Really good stuff, Steve. Uh, first thanks a million for coming on. Thanks for closing things out with that because so many people focus on CBSS. And again, I'm not saying not to, but there are much better ways of looking at what's important out there. Yes, actually, and I just wanna post a link, uh, since you got me thinking about it. If you go to there, we actually list out all the vulnerabilities in CS kev, uh, as they're announced, they're announced.

Uh, if you have, you have to subscribe to CSA or you could just subscribe to this. Uh, but we, we've overlaid both EPSS and Gray Noise, which are two other sources of Tel, uh, EPSS had just described. So this might be something that it might be useful use or, uh, a useful resource for some of you guys. So I just wanted to, to share that as well. No, y you had great minds to alike. I put it up there, two, two posts above you. Um, Oh yeah, there, it's, sorry. No worries.

Alright, well awesome, Steve. We look forward to seeing you, Gary and Wes in just, uh, 24 hours or so.
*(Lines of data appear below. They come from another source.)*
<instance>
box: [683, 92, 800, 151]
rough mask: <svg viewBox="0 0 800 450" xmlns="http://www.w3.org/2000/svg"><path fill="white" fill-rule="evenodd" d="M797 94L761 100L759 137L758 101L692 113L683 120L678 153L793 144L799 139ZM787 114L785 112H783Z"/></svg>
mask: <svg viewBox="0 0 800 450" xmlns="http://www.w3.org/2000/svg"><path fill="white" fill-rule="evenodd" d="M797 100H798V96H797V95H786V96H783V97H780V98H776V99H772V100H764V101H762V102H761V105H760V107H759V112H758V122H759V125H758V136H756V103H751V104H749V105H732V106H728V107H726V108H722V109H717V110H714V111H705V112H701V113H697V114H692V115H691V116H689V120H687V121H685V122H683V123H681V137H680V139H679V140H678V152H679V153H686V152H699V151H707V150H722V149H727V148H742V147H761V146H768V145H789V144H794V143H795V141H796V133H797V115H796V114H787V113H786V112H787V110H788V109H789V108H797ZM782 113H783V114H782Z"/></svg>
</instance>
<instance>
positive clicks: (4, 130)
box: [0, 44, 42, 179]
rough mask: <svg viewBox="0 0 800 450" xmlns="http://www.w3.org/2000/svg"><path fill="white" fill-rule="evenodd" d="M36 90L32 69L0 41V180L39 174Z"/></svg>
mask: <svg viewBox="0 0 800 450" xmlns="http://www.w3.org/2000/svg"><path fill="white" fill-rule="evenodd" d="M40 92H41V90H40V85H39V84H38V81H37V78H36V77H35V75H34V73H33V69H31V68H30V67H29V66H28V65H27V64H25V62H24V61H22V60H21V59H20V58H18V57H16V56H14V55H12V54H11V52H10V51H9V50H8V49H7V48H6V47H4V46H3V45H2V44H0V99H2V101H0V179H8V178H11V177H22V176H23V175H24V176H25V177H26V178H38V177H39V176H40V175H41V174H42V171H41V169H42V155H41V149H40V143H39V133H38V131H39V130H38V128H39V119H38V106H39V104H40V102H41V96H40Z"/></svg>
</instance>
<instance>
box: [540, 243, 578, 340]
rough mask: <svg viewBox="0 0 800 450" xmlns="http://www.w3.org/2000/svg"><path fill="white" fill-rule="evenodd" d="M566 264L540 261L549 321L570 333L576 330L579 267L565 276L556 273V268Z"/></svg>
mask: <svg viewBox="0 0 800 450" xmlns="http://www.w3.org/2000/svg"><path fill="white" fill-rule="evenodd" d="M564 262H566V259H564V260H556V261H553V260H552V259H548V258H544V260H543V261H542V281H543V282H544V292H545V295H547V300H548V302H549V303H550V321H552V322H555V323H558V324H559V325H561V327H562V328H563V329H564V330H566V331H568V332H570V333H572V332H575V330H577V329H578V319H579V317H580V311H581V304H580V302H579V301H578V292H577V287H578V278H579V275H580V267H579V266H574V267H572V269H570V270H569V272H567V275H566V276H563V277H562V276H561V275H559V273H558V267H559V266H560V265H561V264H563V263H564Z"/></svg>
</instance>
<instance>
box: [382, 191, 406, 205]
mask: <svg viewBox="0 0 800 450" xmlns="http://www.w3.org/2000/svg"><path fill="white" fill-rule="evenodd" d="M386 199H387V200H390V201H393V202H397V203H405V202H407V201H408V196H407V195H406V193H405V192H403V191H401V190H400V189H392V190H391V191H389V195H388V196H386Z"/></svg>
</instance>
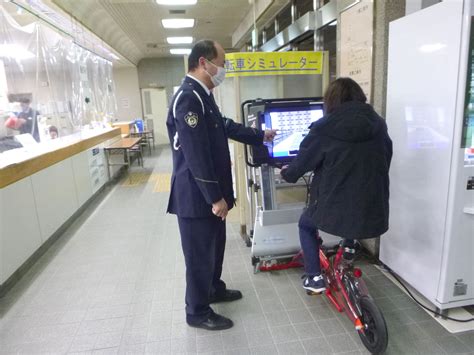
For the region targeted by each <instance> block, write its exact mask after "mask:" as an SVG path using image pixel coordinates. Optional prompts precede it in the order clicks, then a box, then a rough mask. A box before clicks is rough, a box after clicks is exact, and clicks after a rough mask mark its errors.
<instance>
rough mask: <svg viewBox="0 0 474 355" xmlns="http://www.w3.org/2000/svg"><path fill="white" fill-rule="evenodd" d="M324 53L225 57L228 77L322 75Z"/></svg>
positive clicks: (267, 52)
mask: <svg viewBox="0 0 474 355" xmlns="http://www.w3.org/2000/svg"><path fill="white" fill-rule="evenodd" d="M322 68H323V52H281V53H280V52H243V53H228V54H226V56H225V69H226V73H227V76H229V77H233V76H260V75H294V74H321V73H322Z"/></svg>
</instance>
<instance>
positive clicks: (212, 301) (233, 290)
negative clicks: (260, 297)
mask: <svg viewBox="0 0 474 355" xmlns="http://www.w3.org/2000/svg"><path fill="white" fill-rule="evenodd" d="M241 298H242V293H241V292H240V291H238V290H229V289H227V290H225V292H224V293H223V294H221V295H217V296H213V297H211V299H210V300H209V303H219V302H231V301H236V300H240V299H241Z"/></svg>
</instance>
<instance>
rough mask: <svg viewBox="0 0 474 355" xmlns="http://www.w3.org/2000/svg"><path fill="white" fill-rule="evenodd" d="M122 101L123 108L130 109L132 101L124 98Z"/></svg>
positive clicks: (125, 98) (121, 98)
mask: <svg viewBox="0 0 474 355" xmlns="http://www.w3.org/2000/svg"><path fill="white" fill-rule="evenodd" d="M120 101H121V103H122V108H130V99H129V98H128V97H122V98H121V99H120Z"/></svg>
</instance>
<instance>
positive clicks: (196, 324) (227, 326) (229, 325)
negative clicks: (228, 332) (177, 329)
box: [188, 312, 234, 330]
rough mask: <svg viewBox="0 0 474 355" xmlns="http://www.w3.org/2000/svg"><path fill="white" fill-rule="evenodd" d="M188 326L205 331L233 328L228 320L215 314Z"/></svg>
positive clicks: (223, 329) (211, 314)
mask: <svg viewBox="0 0 474 355" xmlns="http://www.w3.org/2000/svg"><path fill="white" fill-rule="evenodd" d="M188 325H189V326H191V327H194V328H202V329H206V330H224V329H229V328H232V327H233V326H234V322H232V321H231V320H230V319H229V318H226V317H223V316H221V315H219V314H217V313H214V312H213V313H211V314H210V315H209V317H208V318H207V319H206V320H205V321H203V322H201V323H189V322H188Z"/></svg>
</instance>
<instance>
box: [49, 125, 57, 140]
mask: <svg viewBox="0 0 474 355" xmlns="http://www.w3.org/2000/svg"><path fill="white" fill-rule="evenodd" d="M48 131H49V137H50V138H51V139H56V138H58V136H59V132H58V128H57V127H56V126H50V127H49V129H48Z"/></svg>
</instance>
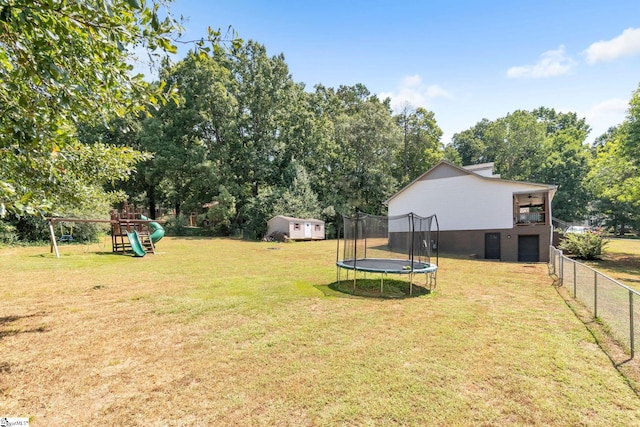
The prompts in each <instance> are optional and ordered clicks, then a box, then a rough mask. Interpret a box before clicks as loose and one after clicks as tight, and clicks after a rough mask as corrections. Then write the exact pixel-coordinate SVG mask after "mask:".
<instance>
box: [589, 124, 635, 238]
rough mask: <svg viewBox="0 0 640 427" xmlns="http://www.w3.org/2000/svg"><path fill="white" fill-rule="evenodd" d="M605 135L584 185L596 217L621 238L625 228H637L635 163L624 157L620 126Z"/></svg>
mask: <svg viewBox="0 0 640 427" xmlns="http://www.w3.org/2000/svg"><path fill="white" fill-rule="evenodd" d="M609 135H610V138H609V139H608V140H607V142H606V143H604V144H602V145H600V146H598V147H595V151H596V155H595V157H594V159H593V161H592V164H591V169H590V171H589V173H588V175H587V177H586V179H585V185H586V186H587V187H588V188H589V190H590V191H591V192H592V194H593V195H594V199H595V203H594V206H593V207H594V210H595V211H596V213H597V214H598V215H599V216H601V217H602V218H603V219H604V222H605V224H607V225H608V226H610V227H612V228H613V229H614V230H617V231H618V232H619V233H620V234H621V235H623V234H624V233H625V228H626V227H627V226H636V227H637V226H640V197H639V196H640V194H639V190H638V186H639V185H640V175H639V173H638V166H637V164H636V159H634V158H632V157H629V156H628V155H627V153H626V150H627V147H626V146H625V144H627V143H628V142H627V141H626V138H627V136H628V134H627V132H626V127H625V126H624V124H623V126H621V127H620V128H618V130H617V131H613V132H610V133H609Z"/></svg>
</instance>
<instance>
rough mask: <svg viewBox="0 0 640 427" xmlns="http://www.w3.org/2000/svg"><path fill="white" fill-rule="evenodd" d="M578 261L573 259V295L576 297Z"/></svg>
mask: <svg viewBox="0 0 640 427" xmlns="http://www.w3.org/2000/svg"><path fill="white" fill-rule="evenodd" d="M577 264H578V263H577V262H575V261H573V297H574V298H577V297H578V286H577V282H578V279H576V265H577Z"/></svg>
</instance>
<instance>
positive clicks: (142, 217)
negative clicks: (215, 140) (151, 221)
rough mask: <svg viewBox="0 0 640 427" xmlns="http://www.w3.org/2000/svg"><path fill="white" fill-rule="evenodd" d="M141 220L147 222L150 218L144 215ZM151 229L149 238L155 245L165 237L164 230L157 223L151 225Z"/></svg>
mask: <svg viewBox="0 0 640 427" xmlns="http://www.w3.org/2000/svg"><path fill="white" fill-rule="evenodd" d="M140 219H144V220H147V219H149V218H147V217H146V216H144V215H140ZM149 228H150V229H151V235H150V236H149V238H150V239H151V241H152V242H153V244H154V245H155V244H156V242H159V241H160V239H162V238H163V237H164V228H163V227H162V226H161V225H160V224H159V223H157V222H155V221H153V222H150V223H149Z"/></svg>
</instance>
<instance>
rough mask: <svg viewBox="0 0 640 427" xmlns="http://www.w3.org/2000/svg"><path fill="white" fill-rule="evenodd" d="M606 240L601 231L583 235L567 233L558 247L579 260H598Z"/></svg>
mask: <svg viewBox="0 0 640 427" xmlns="http://www.w3.org/2000/svg"><path fill="white" fill-rule="evenodd" d="M606 245H607V240H606V239H605V238H604V236H603V234H602V232H601V231H599V230H598V231H587V232H585V233H580V234H578V233H567V234H565V235H564V238H563V240H562V241H561V242H560V245H558V248H559V249H561V250H563V251H568V252H570V253H572V254H573V255H575V256H576V257H577V258H580V259H600V258H601V257H602V253H603V250H604V247H605V246H606Z"/></svg>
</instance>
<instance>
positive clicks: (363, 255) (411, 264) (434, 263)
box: [336, 213, 439, 272]
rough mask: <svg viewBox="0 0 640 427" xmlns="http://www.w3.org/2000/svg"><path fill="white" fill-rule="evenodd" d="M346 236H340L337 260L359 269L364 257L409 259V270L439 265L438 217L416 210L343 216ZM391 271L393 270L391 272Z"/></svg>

Can I wait and, uh, look forward to seeing, ready to go back next Monday and we'll give you guys an update and on what we did and what we talked about, uh Right. A boom. Yeah. Make That the show, Andrew. It's, it's, it's the show. Yep. It's gonna be good. We're gonna talk a lot about your recap, Gary, because it's gonna be awesome. Alright, thanks a lot guys for having me.

And uh, thanks Steve. Stay travels. See you there. Take care. Bye.